La torture, je sais ce que c'est, j'ai été quatre ans prisonnier des Vietminhs

Djamila est sortie le 17 avril de l 'hôpital Maillot, où placée sous la sauvegarde des médecins, elle n'avait pas été interrogée. J'ai interrogé Djamila pour la première fois à dix heures du soir. Elle a commencé à me traiter de salaud et de colonialiste. Je lui ai envoyé deux paires de tartes à travers la figure .... Elle m'avoua qu'elle savait une cache boulevard Saint-Saens ... une autre rue Michelet ... une au 13 rue Porte Neuve, où nous avons trouvé 13 bombes, 33 revolvers, des documents ... Elle me dit que si elle n'avait pas posé de bombes, elle en avait du moins transporté et donné à des gens .. Elle me donna le nom d'une fille qui travaillait aux chèques postaux Djemila Bouazza, qui fut alors arrêtée par la PJ et ramenée à El Biar. Giflée par Graziani, elle avoua avoir déposé les bombes de la rue Michelet et du Coq Hardi, que Djamila Bouhired lui avait remises.

Djamila Bouhired raconta qu'un jour elle avait ramené une bombe à la casbah, et Taleb, le chimiste, l'avait désamorcée 5 minutes avant qu'elle n'explose: ça s'invente ça?

Une fois, je lui ai dit "Djamila, je t'aime bien, mais je ferai l'impossible pour que tu sois guillotinée, car je n'aime pas les poseuses de bombes .. qui massacrent des innocents." Elle s'est mise à rire "Mon capitaine, je serai condamnée à mort, mais je ne serai pas guillotinée, parce que les Français ne guillotinent pas les femmes. Comme d'ici 5 ans nous aurons gagné la guerre, que ce soit sur le plan militaire ou politique, je serai libérée par mon peuple et je deviendrai une héroïne nationale"

Quand on l'a passée à la police, Djamila ne voulait pas me quitter. Elle en a fait toute une scène. Si je n'avais pas été un officier ... j'aurais pu en faire une très bonne indicatrice. Tout ce que je viens de dire, je suis prêt à le répéter devant elle et je sais qu'elle ne pourra rien nier .... Sur mon honneur, je vous affirme que tout cela est la vérité."

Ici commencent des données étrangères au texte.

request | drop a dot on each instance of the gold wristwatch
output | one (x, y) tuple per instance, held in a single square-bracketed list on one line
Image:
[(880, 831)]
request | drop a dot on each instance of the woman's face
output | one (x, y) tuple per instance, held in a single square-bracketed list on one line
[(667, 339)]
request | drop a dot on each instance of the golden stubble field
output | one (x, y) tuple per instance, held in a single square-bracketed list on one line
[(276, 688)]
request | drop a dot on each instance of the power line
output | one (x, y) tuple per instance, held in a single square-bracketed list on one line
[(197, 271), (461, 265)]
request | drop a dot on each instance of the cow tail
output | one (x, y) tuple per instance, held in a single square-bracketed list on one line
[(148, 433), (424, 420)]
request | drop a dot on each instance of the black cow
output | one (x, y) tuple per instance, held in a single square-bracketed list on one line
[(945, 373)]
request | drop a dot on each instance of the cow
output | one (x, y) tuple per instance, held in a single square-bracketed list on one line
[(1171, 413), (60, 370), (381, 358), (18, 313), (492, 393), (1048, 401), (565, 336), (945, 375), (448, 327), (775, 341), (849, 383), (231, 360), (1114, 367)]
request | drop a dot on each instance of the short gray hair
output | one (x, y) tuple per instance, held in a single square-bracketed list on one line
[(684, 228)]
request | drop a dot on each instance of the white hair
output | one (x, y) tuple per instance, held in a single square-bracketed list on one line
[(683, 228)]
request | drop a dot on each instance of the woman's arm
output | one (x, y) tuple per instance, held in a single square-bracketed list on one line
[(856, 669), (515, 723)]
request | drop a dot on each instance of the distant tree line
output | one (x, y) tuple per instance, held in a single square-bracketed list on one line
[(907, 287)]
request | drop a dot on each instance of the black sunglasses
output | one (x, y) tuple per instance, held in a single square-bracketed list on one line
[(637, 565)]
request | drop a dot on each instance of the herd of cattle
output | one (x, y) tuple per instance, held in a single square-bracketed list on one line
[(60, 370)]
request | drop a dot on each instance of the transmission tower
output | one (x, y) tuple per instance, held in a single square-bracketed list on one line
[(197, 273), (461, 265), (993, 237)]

Fin du reportage de Larteguy.

Tout ce texte est repris sur "Conflits d'autorités durant la guerre d'algérie", ISBN 2-7575-7304-4 de Maurice Faivre

 

 On voit la méthode habituelle de desinformation du FLN, la visite du medecin militaire pour surveiller l'évolution de sa patiente est transformée en enfoncement de couteau dans la plaie (!!! ce qui ne l'empechera pas d'être guerie une semaine plus tard...) les gifles de Graziani fantasmées en scéances sadiques, obscenes et renouvellées (ce qui ne laisse aucune place à l'accueil à la cantine des paras, qui eut des dizaines de témoins).

Il faut bien qu'elle explique sa prolixité, et qu'elle s'excuse auprès de Bouazza.